Roger Peng Organizer
University of Texas, Austin
 
Thursday, Aug 8: 8:30 AM - 10:20 AM
1355 
Invited Paper Session 
Oregon Convention Center 
Room: CC-B118 
Data science has risen rapidly in the collective consciousness of our society and the ability to analyze data well is quickly becoming an essential skill. As a result, it has become urgent that data analysis training and education be scaled broadly. However, a fundamental problem in the practice of data analysis is determining how to formally evaluate the quality of a given data analysis and how to get students and practitioners to do better data analyses. We must move beyond the "know it when we see it" phase of data analysis and build more formal understandings of data analytic quality. This requires building models of various aspects of the analytic process and distilling generalizable lessons from data analytic experience. With such models and information, we can then scale the training of data analysis beyond the often-used apprenticeship model. The session will explore the theoretical, practical, and pedagogical aspects of conducting data analyses and address key areas that can lead to better data analyses and scalable training. We highlight four areas of data science activity -- the iterative cycle of analysis, the alignment of the analyst and audience to produce useful analyses, the distillation of generalizable lessons from analytic experience, and the role of reflective practice when comparing expectations to observations in data analysis.
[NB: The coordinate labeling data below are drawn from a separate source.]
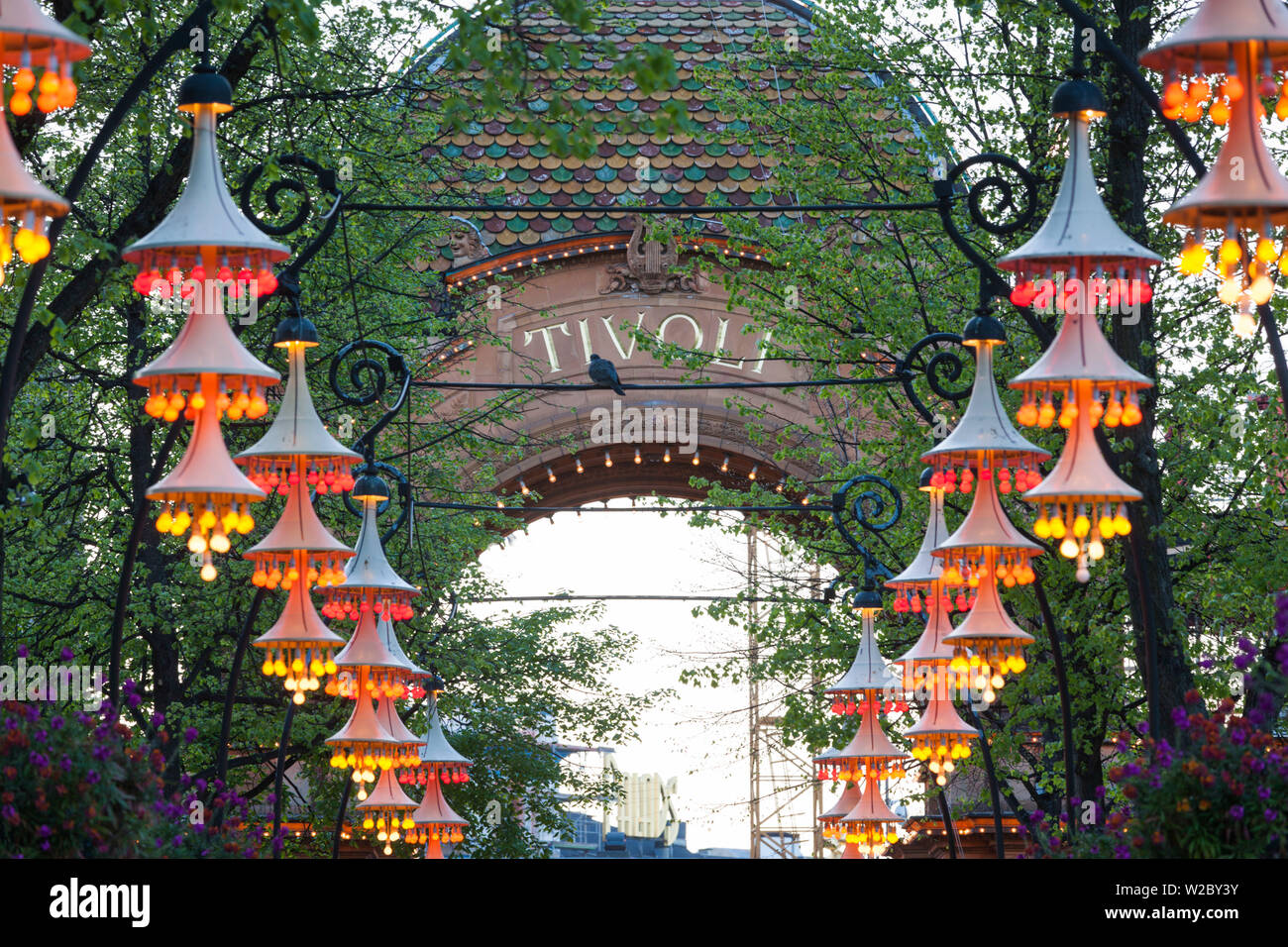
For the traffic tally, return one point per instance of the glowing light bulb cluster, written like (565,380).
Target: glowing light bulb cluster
(970,567)
(1231,60)
(1112,405)
(271,474)
(29,241)
(1082,527)
(53,90)
(1048,289)
(442,834)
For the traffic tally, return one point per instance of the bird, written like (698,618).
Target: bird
(604,375)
For many, including students at both the undergraduate and graduate level, data analysis can appear to be a nebulous and mysterious process. While some eventually learn through experience, many do not, and it is worth asking whether such a process can be accelerated and made more equitable? This session will explore formal mechanisms for understanding data analysis that are analogous to the approaches taken with learning statistical theory and methods. More people than ever before are analyzing data, whether they know it or not. More students than ever before want to learn data science and get data science jobs. There is a therefore a demand to develop approaches for formally discussion the quality of data analysis and for providing concrete and consistent advice for how to improve data analyses. This session provides some of the foundational ideas upon which such a formal system can be built.

Applied

Yes

Main Sponsor

Section on Statistics and Data Science Education

Co Sponsors

Caucus for Women in Statistics
Section on Statistical Graphics
Section on Teaching of Statistics in the Health Sciences

Presentations

Analytic fluency: What it is, who has it, and how it is learned.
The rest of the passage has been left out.